No wonder Coach Jill Kramer referred to Gate A89 at Pittsburgh International Airport as her team’s “home away from home.”
“At the same time,” she said, “I wouldn’t change our conference affiliation for anything. We needed a change in affiliation to take our program to the next level.”
The Mountaineers finished 0-16 in their first season in the conference last year, but this year they went 5-11 in the Big 12 and 20-13 over all.
For a variety of reasons, women’s teams have had it harder than their male counterparts. At West Virginia, the women’s soccer team competes in the Big 12, but there is no men’s soccer in the league, so the W.V.U. men play a regional schedule.
In the A.C.C., only 12 universities compete in men’s soccer, as opposed to 14 in women’s soccer, so the Notre Dame men’s team, which defeated Maryland, 2-1, for the national championship on Dec. 15, did not have to make two-game trips in conference play.
Many spring sports schedules have not yet been released, but there will be similar travel challenges for some teams in the far-flung conferences. The closest conference opponent for the Notre Dame baseball and softball teams is Maryland (which leaves the conference in 2014 for the Big Ten). And the West Virginia baseball team — the university does not field a softball team — will play three-game series on consecutive days at Texas Christian, Oklahoma, Kansas and Texas Tech in conference play. Last year, players on the baseball team missed 14 days of class because of its conference schedule alone.
Unlike their football and basketball counterparts, nonrevenue sports teams do not typically take charter flights, requiring bus rides to airports and long waits for connecting flights. The significant time spent in transit to distant conference opponents has ramifications on academics, practice schedules and getting the necessary rest and recovery time while on the road.
The UConn junior setter Sage Esposito said competing in the A.A.C., which stretches from Florida to Texas to New England, was difficult.
“It was more taxing on our bodies, which comes from the conference being so spread out,” she said.
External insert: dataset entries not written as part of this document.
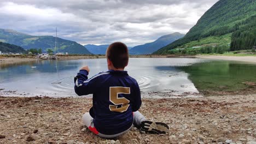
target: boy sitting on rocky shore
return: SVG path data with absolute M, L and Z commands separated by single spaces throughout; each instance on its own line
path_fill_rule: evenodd
M 123 43 L 108 47 L 108 71 L 88 79 L 88 66 L 82 68 L 74 79 L 78 95 L 93 94 L 92 107 L 83 116 L 84 124 L 94 134 L 113 138 L 127 132 L 132 124 L 142 130 L 164 134 L 168 125 L 147 120 L 138 111 L 141 105 L 141 92 L 136 80 L 124 68 L 128 65 L 129 52 Z

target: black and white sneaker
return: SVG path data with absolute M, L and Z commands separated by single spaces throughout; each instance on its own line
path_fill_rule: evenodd
M 166 123 L 149 121 L 143 121 L 141 124 L 142 130 L 154 131 L 158 134 L 165 134 L 169 131 L 169 127 Z

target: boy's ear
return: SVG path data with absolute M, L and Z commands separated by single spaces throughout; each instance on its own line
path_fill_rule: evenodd
M 109 59 L 107 58 L 108 62 L 108 65 L 111 65 L 112 64 L 112 62 L 109 60 Z

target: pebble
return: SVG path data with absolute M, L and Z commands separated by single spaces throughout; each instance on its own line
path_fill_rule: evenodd
M 27 139 L 26 140 L 26 141 L 34 141 L 35 140 L 34 139 L 33 139 L 33 137 L 32 137 L 32 136 L 28 136 L 27 137 Z
M 226 141 L 226 138 L 225 137 L 219 137 L 215 141 L 217 142 L 221 142 L 222 143 L 225 143 L 225 141 Z
M 33 133 L 36 134 L 36 133 L 37 133 L 38 132 L 38 130 L 35 129 L 35 130 L 34 130 L 34 131 L 33 131 Z
M 247 140 L 246 140 L 246 139 L 241 138 L 241 139 L 239 139 L 239 141 L 247 141 Z
M 176 139 L 176 135 L 171 135 L 169 136 L 169 140 L 172 140 L 172 139 Z
M 41 137 L 40 137 L 40 136 L 38 135 L 32 135 L 31 136 L 31 137 L 35 140 L 37 140 L 41 139 Z
M 204 136 L 203 136 L 202 135 L 199 136 L 198 139 L 199 139 L 199 140 L 200 140 L 201 141 L 205 140 L 206 139 Z
M 179 134 L 179 137 L 184 137 L 184 135 L 182 134 Z
M 256 141 L 249 141 L 246 144 L 256 144 Z
M 119 140 L 117 140 L 115 141 L 115 144 L 121 144 L 121 142 L 120 142 Z
M 0 135 L 0 139 L 5 138 L 5 136 L 4 135 Z
M 226 142 L 226 143 L 230 143 L 232 142 L 232 140 L 226 140 L 225 142 Z
M 112 140 L 110 141 L 110 144 L 115 144 L 115 141 L 113 140 Z
M 190 143 L 191 143 L 191 142 L 190 142 L 190 140 L 186 140 L 186 139 L 183 139 L 182 141 L 182 143 L 184 143 L 184 144 L 190 144 Z
M 67 141 L 67 144 L 74 144 L 74 140 L 69 140 Z

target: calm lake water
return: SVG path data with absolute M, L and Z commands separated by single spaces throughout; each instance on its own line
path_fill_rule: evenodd
M 1 95 L 75 97 L 74 77 L 84 65 L 89 77 L 107 71 L 106 59 L 43 61 L 0 65 Z M 143 95 L 196 94 L 204 89 L 239 89 L 256 82 L 256 65 L 196 58 L 130 58 L 126 68 Z M 14 91 L 10 92 L 9 91 Z M 9 92 L 8 92 L 9 91 Z M 166 95 L 166 94 L 165 94 Z

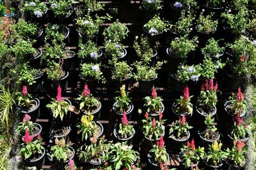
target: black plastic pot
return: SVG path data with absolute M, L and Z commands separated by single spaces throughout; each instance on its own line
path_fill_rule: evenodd
M 41 169 L 45 163 L 45 149 L 42 148 L 42 153 L 40 157 L 35 159 L 24 159 L 24 162 L 26 167 L 36 167 L 36 169 Z
M 120 120 L 121 118 L 123 117 L 123 113 L 120 113 L 119 111 L 118 111 L 116 110 L 115 106 L 116 104 L 116 103 L 117 102 L 115 102 L 113 104 L 112 110 L 115 112 L 115 113 L 116 114 L 117 120 Z M 132 111 L 133 111 L 133 108 L 134 108 L 134 106 L 133 106 L 132 103 L 131 103 L 128 110 L 125 111 L 125 113 L 126 113 L 126 115 L 127 115 L 128 120 L 131 120 L 131 117 L 132 116 Z
M 168 144 L 166 144 L 166 146 L 168 148 L 169 150 L 179 152 L 180 151 L 180 148 L 183 147 L 183 145 L 186 145 L 186 143 L 188 142 L 188 140 L 190 138 L 189 131 L 188 131 L 188 136 L 184 139 L 177 139 L 175 137 L 170 136 L 169 137 L 169 142 Z
M 35 69 L 41 68 L 41 55 L 42 50 L 41 49 L 36 49 L 37 55 L 34 58 L 29 60 L 29 66 Z
M 63 59 L 62 67 L 64 71 L 71 71 L 75 67 L 76 53 L 73 51 L 64 51 L 64 53 L 70 53 L 71 55 Z
M 36 106 L 33 110 L 29 111 L 20 110 L 20 111 L 23 115 L 29 115 L 31 118 L 30 121 L 35 122 L 36 118 L 38 118 L 40 115 L 40 101 L 38 99 L 35 98 L 35 100 L 33 100 L 31 102 L 33 102 L 36 104 Z
M 139 80 L 139 90 L 141 92 L 150 92 L 155 85 L 155 81 L 157 78 L 155 77 L 151 80 Z
M 134 136 L 135 133 L 133 134 L 131 136 L 130 136 L 128 138 L 119 138 L 118 136 L 118 134 L 117 134 L 117 131 L 118 131 L 118 130 L 116 129 L 116 127 L 115 128 L 114 131 L 113 131 L 114 136 L 116 138 L 117 141 L 119 141 L 119 142 L 126 142 L 126 143 L 129 146 L 131 145 L 132 144 L 132 138 L 133 138 L 133 136 Z

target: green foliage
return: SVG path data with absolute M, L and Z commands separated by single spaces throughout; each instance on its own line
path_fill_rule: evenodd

The Notre Dame sophomore defender Katie Naughton welcomed the better competition in the A.C.C., which placed four teams among the top five in the final rankings and eight in the top 25.
“It was like we were in the N.C.A.A. tournament every weekend,” she said.
The downside, though, was the burden of the additional travel. “I’m not making any excuses, but you can’t travel that much and not have some consequences,” she said. “We pretty much had the kitchen sink thrown at us this year.”
West Virginia’s Kramer said that despite the increased travel, her team’s cumulative G.P.A. increased from 3.2 to 3.3 in its first year in the Big 12, although there were seven freshmen on the team.
“That’s an example of how committed we are not to let anything be an excuse,” she said. Still, she noted, the team missed 18 days of classes because of its travel schedule this year.
Although coaches like Notre Dame’s Waldrum believe it is possible to find scheduling solutions that mitigate the wear and tear on athletes, geography probably will remain some teams’ staunchest opponent.
Asked if travel will be even tougher next year, UConn’s Strauss-O’Brien said, “I can’t see how we can avoid it.”